Euro crisis: Grading the summit
It is inconceivable that eurozone leaders will end their summit without declaring they have reached an agreement on the problems facing Greece and the euro. That is not how these things go.
The question will be whether the solution they find has appreciably lowered the chance that we will be back facing another "crunch point" in a few months' time.
As I suggested on the Today programme, I fear the answer to that question will be no.
Overnight, Germany and France are said to have agreed on a solution for involving the private sector in a second Greek bailout.
I am told that officials are now exploring some of the specifics with key representatives of financial institutions - like Charles Dallara, of the Institute of International Finance - so the European leaders can say that they have at least some private sector support for the plan.
Short-term, the most important issues arising will be:
- Have they avoided Greece being labelled in "technical default"?
- Have they created new holes in Greek and other bank balance sheets by forcing them to swap and/or mark down the value of their Greek debt holdings, and if so, do they have a plan for filling those holes?
- And, most important of all, have they significantly lowered the present value of Greek sovereign debt?
A bank levy on all eurozone banks would avoid a "default" on Greek debt, but it raises enormous practical difficulties and questions of fairness - particularly when you consider that a significant chunk of Greek debt is owned by institutions outside the eurozone.
There will thus be great relief that this half-baked proposal appears to have been dropped. But the upshot is that the leaders are very unlikely to avoid a selective default on Greek debt.
So, to some extent, they will be calling the European Central Bank's (ECB's) bluff. But as we know, the question of what constitutes a default has never been black and white.
Behind the scenes, ECB officials have been quietly preparing the way for a compromise that would allow a partial or temporary default on Greek bonds, without Greek banks losing the right to some support from the eurozone's central bank (though that support might have a different label than before, and somewhat different conditions).
This compromise has not yet been fully worked out, but I would expect to hear more in the coming days.
It's not as if the ECB's president has not caved in before: remember it was Jean-Claude Trichet who said the International Monetary Fund (IMF) should never get involved in helping the euro. In the end, Germany over-ruled him on that point as well.
But those are just the immediate issues relating to Greece.
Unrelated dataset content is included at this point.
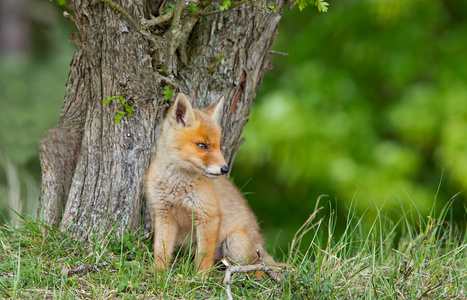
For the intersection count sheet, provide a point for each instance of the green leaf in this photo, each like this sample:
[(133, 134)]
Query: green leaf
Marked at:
[(321, 5), (168, 93), (118, 118), (171, 6), (301, 4), (225, 5)]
The larger question to ask of the "solution" that leaders announce today will be whether Germany, and other core economies, have agreed to impose extra financial obligations on their taxpayers, as a price for safeguarding the single currency.
- Have they expanded the European Financial Stability Facility (EFSF) - the emergency rescue fund for the eurozone - and if so, by how much?
- Have they also agreed to broaden the facility's remit, and if so, does that extend to the EFSF itself buying sovereign debt of troubled economies on the secondary market?
- And, finally, what, if anything, does the agreement have to say about developing a common euro bond?
My guess is that we will see the first two of these, but in fairly diluted form, and there will not be a specific mention of the euro bond, which is a source of great political neuralgia for Chancellor Merkel.
Similarly, though the EFSF may get the power to fund bank recapitalisations, for example, in countries that have not yet been formally "rescued", leaders are unlikely at this stage to permit it to purchase national sovereign debt on its own account.
The bottom line is that the summit is likely to end with a modest increase in the long-term liabilities of Germany and other core economies, and a modest fall in the long-term liabilities of the periphery - notably Greece.
Given the political realities that leaders face, that would be a reasonable outcome.
After all, the result of the most previous summits has been that the long-term liabilities of Greece and other peripheral countries go up (as a result of all that emergency lending from the IMF and European governments).
But, as Chancellor Merkel indicated earlier this week, we are talking small steps, not a grand scheme that will "silence all doubts", "put a line under this crisis once and for all", or fulfil all the other cliches on this subject.
That is because there is simply no political support for that kind of grand commitment - in Germany, or anywhere else. And last time I looked, the members of the eurozone were democracies.
Thursday's summit will go as far as the politicians are able to take it. The question for tomorrow will be how long it takes for financial markets to once again start forcing the pace.